Beaucoup de choses ont changé au Mozambique depuis la fin de la guerre civile en 1992 qui opposait le Frelimo (financé par la Chine) et la Renamo (soutenue par l’Afrique du Sud), qui est devenu aujourd’hui un parti politique d’opposition. Le Frelimo est encore au pouvoir depuis son indépendance du Portugal en 1975, comme d’ailleurs tous les mouvements de libération de l’Afrique australe, malgré des élections démocratiques… Mais aujourd’hui, des entreprises étrangères ont fait leur apparition. En effet, depuis la découverte de vastes gisements de gaz naturel et de pétrole, ce pays est devenu la proie de consortiums chinois et brésilien, entre autres, qui sont sur place comme des vautours, attirés par le gaz, le pétrole, le charbon et des milliers d’hectares de forêts pour le bois précieux. La Chine utilise un gigantesque pétrolier pour exporter le gaz, le pétrole et le charbon dont elle a tant besoin, y compris le bois précieux qui est devenu le « take away » de gangs chinois.

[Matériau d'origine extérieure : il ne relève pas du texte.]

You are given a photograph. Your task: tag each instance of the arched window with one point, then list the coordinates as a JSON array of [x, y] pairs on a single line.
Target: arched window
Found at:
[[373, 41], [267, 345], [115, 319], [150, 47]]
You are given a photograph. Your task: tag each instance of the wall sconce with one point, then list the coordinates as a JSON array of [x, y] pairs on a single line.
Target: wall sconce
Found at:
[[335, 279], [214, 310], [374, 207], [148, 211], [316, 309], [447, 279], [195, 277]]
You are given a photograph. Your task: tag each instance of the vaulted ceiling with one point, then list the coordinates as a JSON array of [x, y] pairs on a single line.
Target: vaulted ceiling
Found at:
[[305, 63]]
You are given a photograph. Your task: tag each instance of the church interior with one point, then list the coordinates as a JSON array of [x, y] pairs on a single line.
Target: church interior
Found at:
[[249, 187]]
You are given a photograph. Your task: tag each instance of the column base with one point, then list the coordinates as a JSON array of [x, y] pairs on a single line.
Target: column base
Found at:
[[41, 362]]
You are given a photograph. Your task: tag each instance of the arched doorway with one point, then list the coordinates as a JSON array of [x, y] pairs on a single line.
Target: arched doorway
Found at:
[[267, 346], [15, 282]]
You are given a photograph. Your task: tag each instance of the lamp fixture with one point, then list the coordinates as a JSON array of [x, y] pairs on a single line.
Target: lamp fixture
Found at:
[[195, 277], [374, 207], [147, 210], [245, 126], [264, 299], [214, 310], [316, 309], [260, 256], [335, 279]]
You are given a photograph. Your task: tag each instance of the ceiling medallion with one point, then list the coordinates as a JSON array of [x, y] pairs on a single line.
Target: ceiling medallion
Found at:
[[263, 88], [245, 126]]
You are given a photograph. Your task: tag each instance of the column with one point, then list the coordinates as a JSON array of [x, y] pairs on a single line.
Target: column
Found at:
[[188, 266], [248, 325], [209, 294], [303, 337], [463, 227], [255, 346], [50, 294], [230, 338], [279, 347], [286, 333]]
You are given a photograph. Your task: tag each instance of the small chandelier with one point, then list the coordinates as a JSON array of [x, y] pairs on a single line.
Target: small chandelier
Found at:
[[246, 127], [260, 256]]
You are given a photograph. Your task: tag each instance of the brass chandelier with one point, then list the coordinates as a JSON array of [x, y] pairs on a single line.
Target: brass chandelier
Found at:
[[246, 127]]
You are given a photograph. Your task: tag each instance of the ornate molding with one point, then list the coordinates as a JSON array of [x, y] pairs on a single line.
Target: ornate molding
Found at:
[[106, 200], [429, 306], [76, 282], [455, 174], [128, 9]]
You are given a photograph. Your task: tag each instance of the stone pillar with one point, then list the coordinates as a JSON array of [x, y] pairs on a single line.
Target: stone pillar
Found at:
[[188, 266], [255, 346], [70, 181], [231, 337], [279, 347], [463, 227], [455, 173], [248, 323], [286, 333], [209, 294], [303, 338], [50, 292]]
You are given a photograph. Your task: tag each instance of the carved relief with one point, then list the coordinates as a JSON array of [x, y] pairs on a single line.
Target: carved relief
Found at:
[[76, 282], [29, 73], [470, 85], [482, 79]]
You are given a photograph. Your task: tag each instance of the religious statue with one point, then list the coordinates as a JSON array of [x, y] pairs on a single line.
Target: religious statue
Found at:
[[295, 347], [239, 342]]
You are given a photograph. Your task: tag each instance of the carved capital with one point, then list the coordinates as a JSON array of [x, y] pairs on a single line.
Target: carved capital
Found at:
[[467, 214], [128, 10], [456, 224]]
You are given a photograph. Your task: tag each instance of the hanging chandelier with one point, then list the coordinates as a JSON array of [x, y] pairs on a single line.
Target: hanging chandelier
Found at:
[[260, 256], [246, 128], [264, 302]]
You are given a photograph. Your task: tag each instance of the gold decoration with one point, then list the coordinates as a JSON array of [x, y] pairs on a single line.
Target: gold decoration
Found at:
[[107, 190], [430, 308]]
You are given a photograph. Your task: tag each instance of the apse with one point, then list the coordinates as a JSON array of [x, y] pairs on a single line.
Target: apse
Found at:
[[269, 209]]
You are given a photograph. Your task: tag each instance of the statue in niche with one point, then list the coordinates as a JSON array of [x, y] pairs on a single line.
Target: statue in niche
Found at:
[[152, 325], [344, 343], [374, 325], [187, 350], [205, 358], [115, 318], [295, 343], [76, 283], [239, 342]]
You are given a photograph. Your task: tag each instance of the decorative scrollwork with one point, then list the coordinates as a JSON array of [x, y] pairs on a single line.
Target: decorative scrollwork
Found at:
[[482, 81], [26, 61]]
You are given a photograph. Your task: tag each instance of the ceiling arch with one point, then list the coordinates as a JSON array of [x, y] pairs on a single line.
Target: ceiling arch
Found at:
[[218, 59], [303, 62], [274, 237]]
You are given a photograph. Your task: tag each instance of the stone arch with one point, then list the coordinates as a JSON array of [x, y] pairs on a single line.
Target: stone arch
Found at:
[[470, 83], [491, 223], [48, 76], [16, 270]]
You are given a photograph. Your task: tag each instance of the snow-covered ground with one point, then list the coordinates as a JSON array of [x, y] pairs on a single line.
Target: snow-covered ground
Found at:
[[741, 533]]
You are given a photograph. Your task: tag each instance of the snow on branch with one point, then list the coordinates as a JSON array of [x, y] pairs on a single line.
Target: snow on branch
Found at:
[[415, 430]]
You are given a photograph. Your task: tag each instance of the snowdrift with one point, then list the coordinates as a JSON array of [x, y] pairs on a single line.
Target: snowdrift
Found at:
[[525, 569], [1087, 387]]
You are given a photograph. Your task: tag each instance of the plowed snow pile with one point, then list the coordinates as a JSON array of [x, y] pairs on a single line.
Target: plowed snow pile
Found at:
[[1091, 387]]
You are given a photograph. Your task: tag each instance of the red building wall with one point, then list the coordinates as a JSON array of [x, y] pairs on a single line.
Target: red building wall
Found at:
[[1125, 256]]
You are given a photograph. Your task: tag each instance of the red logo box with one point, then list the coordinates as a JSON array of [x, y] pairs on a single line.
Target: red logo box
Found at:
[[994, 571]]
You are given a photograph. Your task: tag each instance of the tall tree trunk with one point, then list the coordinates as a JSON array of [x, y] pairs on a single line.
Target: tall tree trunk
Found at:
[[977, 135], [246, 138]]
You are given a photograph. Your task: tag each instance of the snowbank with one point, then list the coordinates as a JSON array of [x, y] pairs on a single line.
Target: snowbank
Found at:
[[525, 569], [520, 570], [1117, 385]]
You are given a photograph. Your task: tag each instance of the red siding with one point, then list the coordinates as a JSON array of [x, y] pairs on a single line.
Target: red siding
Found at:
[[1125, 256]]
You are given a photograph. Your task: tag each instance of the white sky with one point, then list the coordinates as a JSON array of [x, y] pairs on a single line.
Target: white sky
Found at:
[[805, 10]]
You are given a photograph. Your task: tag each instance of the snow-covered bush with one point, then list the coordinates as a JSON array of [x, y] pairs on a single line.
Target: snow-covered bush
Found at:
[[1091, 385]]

On peut imaginer les dégâts sur des milliers d’hectares car il n’y a pas de contrôle efficace. Seulement 5 % des revenus faramineux des ressources naturelles seraient réinvestis dans le pays. Et le reste, transféré ?

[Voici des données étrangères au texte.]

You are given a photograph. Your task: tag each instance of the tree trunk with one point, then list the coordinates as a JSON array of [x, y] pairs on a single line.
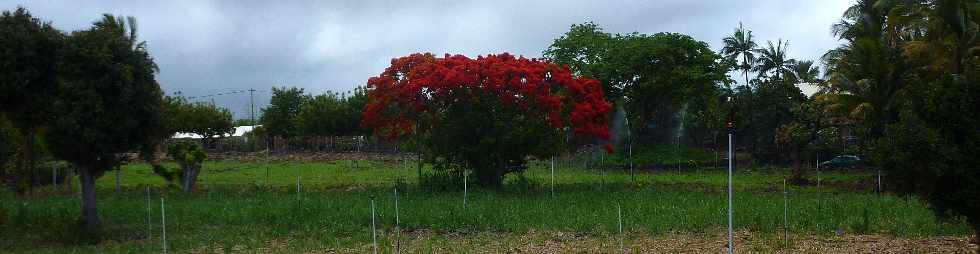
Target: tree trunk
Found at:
[[90, 218], [189, 178], [29, 159]]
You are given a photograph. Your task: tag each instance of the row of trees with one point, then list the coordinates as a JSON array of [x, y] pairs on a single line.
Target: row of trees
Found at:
[[908, 76], [655, 79], [905, 82], [294, 113]]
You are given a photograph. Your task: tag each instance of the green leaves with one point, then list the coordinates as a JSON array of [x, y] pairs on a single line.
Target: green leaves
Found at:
[[199, 118]]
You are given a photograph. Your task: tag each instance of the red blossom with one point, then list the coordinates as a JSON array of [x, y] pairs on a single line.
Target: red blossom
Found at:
[[403, 93]]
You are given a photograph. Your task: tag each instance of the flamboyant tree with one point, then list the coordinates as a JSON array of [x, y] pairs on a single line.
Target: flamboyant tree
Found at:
[[486, 114]]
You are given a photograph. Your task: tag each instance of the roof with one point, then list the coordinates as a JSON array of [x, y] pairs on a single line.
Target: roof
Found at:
[[239, 131]]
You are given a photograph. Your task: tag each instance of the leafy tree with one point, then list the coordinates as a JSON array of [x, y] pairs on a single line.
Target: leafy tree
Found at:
[[908, 74], [199, 118], [668, 72], [773, 62], [29, 53], [281, 117], [109, 104], [804, 72], [740, 45], [486, 114], [655, 76], [190, 156], [322, 115], [585, 49], [801, 133]]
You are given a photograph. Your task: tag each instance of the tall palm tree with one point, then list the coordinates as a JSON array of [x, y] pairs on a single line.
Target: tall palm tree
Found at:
[[740, 45], [772, 59]]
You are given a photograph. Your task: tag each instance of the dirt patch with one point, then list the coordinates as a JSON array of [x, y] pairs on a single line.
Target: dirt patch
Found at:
[[424, 241]]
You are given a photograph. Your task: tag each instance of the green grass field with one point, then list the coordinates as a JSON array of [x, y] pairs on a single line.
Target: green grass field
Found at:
[[254, 205]]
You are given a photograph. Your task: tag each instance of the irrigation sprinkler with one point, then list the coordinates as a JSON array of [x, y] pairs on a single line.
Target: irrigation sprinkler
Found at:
[[149, 223], [619, 212], [398, 230], [118, 175], [731, 242], [878, 191], [552, 176], [818, 172], [163, 225], [374, 233], [785, 215]]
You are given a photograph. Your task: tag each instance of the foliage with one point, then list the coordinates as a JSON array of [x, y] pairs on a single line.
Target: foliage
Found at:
[[281, 117], [908, 76], [740, 45], [773, 62], [30, 50], [657, 75], [200, 118], [486, 114], [110, 104], [332, 114], [189, 155]]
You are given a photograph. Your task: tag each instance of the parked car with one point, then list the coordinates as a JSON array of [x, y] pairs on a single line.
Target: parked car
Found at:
[[843, 161]]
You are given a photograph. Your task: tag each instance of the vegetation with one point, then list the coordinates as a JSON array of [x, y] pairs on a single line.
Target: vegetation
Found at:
[[908, 75], [901, 90], [189, 155], [486, 114], [28, 77], [259, 201], [656, 77], [203, 119], [108, 110]]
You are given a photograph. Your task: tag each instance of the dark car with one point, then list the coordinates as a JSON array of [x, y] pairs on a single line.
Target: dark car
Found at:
[[843, 161]]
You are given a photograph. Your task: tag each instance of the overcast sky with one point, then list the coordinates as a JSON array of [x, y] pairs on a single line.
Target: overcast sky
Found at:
[[205, 47]]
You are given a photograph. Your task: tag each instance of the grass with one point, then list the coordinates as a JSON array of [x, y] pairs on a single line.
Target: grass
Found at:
[[240, 204]]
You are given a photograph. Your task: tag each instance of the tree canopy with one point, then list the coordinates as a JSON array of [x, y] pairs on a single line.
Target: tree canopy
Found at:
[[111, 103], [486, 114]]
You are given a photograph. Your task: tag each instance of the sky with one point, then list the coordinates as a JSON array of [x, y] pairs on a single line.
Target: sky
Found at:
[[216, 47]]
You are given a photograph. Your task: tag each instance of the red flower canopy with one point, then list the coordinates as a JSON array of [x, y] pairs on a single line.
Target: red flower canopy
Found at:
[[411, 85]]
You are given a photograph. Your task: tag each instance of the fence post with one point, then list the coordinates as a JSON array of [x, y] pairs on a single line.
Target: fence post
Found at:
[[619, 212], [398, 231], [374, 233], [552, 176], [785, 215], [163, 225], [149, 222]]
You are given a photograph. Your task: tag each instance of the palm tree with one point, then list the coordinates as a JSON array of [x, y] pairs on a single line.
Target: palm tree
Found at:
[[804, 72], [772, 59], [740, 45]]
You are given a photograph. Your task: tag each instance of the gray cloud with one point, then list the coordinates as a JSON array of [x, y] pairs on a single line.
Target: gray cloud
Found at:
[[209, 47]]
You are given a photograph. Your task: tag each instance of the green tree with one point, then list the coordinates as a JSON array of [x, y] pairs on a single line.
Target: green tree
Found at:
[[30, 50], [772, 60], [109, 104], [190, 156], [740, 46], [322, 115], [281, 117], [203, 119], [654, 77], [585, 49], [804, 72]]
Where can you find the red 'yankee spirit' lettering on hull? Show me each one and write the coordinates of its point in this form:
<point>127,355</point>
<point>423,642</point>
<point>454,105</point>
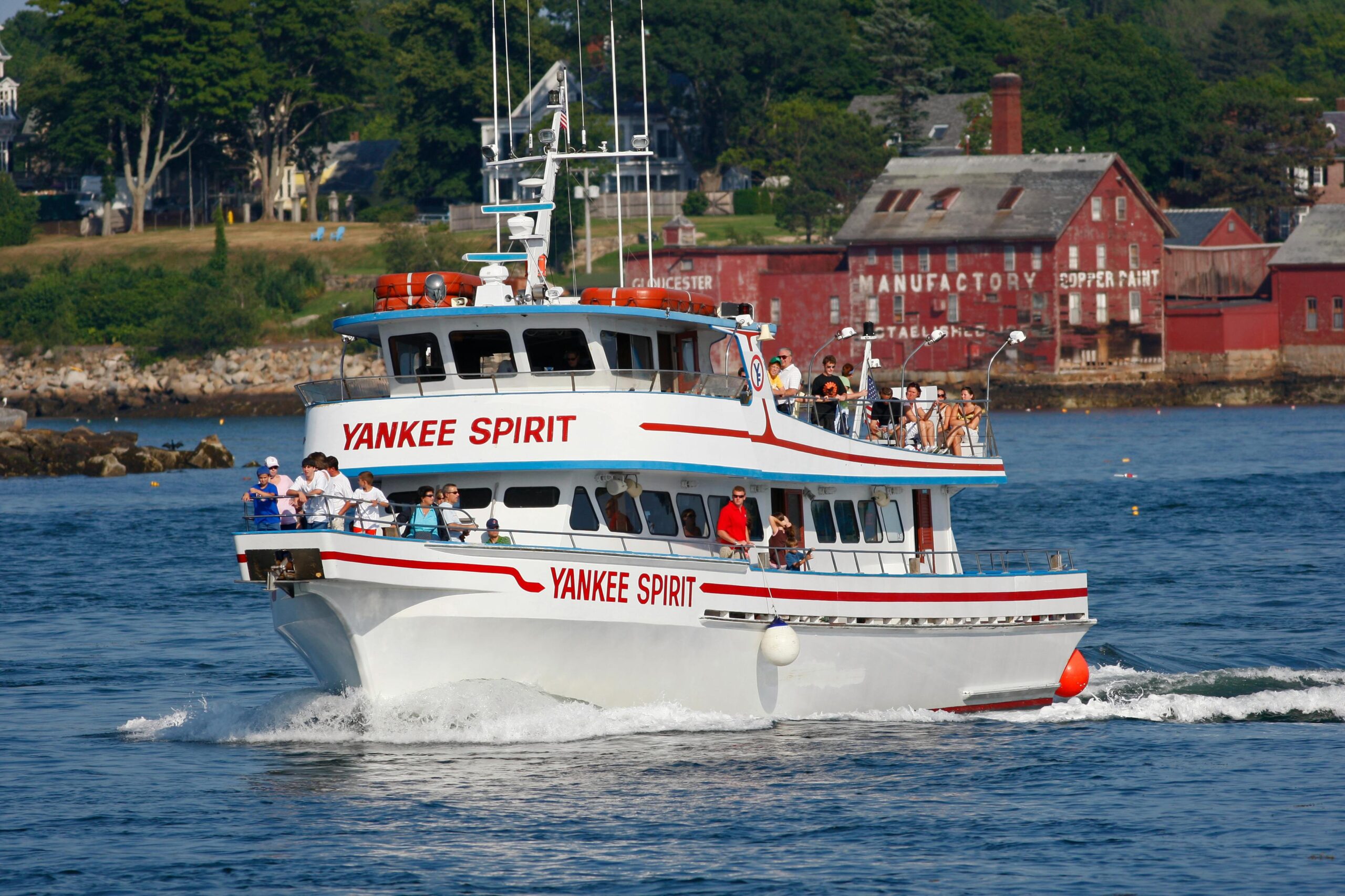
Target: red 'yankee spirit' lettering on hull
<point>615,587</point>
<point>429,434</point>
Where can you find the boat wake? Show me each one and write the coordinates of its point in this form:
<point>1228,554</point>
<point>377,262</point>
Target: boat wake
<point>470,712</point>
<point>1270,693</point>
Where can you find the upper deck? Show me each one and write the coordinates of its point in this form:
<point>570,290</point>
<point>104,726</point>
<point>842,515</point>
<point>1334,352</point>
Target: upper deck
<point>567,387</point>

Et pourtant la pauvreté règne au nord… Deux mille morts, presque tous par décapitation, depuis 2017, dans la région septentrionale de Cabo Delgado. Les mots manquent pour décrire ces horreurs. Ce pays de 30 millions d’habitants, est devenu le théâtre de conflits effrayants à cause de la menace croissante des djihadistes africains qui forment une galaxie de groupes : Ansar al Sunna a fusionné avec l’Iscap, la plateforme islamiste de Daech en Afrique australe. Ces islamistes ont été d’abord chassés du Kenya en 2015, puis de Tanzanie en 2017, et ils sont maintenant au nord du Mozambique. Début novembre, un groupe armé lié à Daech a décapité une cinquantaine de civils (district de Muimbe) suscitant une émotion internationale. Selon des sources locales, les djihadistes s’en sont pris aux participants à une cérémonie d’initiation sur un terrain de foot. En août dernier, l’Iscap avait occupé Mocimba de Praia et attaqué un village tuant aussi 50 personnes, ceci malgré l’envoi de nombreux renforts de l’armée et la coopération d’agences de mercenariat dont la société russe Wagner envoyée en 2019, qui en est repartie rapidement.
Cabo Delgado est l’une des provinces les plus pauvres ce qui favorise l’implantation des djihadistes et où les rivalités ethnico-religieuses sont à l’œuvre. « La communauté à majorité chrétienne des Maconde, actuellement au pouvoir avec le Président Filipe Nyusi, marginalise une autre communauté, les Mwani, à dominante musulmane, ce qui favorise la radicalisation de la jeunesse » (La Croix 12.11.2020) Cette radicalisation, on l’aura compris, est en lien avec les énormes gisements de gaz qui attirent aussi les vautours du monde entier et dont les bénéfices vont à la capitale et ailleurs, et non aux locaux…
Voilà donc l’arrière fond de la terreur qui s’est installée dans cette région On dit que l’entreprise qui réussira à contrôler le canal du Mozambique, gagnera le trésor de 160 trillions de pieds cubes (1). Dans cette compétition, l’opacité est de mise comme partout en Afrique et la prolifération des groupes armés, la règle, comme on le voit notamment en RDC. Le Mozambique avec 2000 km de côte sur l’océan indien, a pour voisin la Tanzanie au nord, la Zambie, le Zimbabwe, le Malawi à l’ouest, et l’Afrique du Sud. Jusqu’où iront les djihadistes déjà présents dans plusieurs pays francophones ? On n’ose pas imaginer qu’ils atteindront le pays de Mandela. Et pourtant ce n’est pas impossible, le Covid est en train de grignoter l’économie et une partie de la population a faim…
(1) = un milliard de milliards pieds cube. Un pied cube = 0,03 m3 ou 28 litres. Mesures anglaises.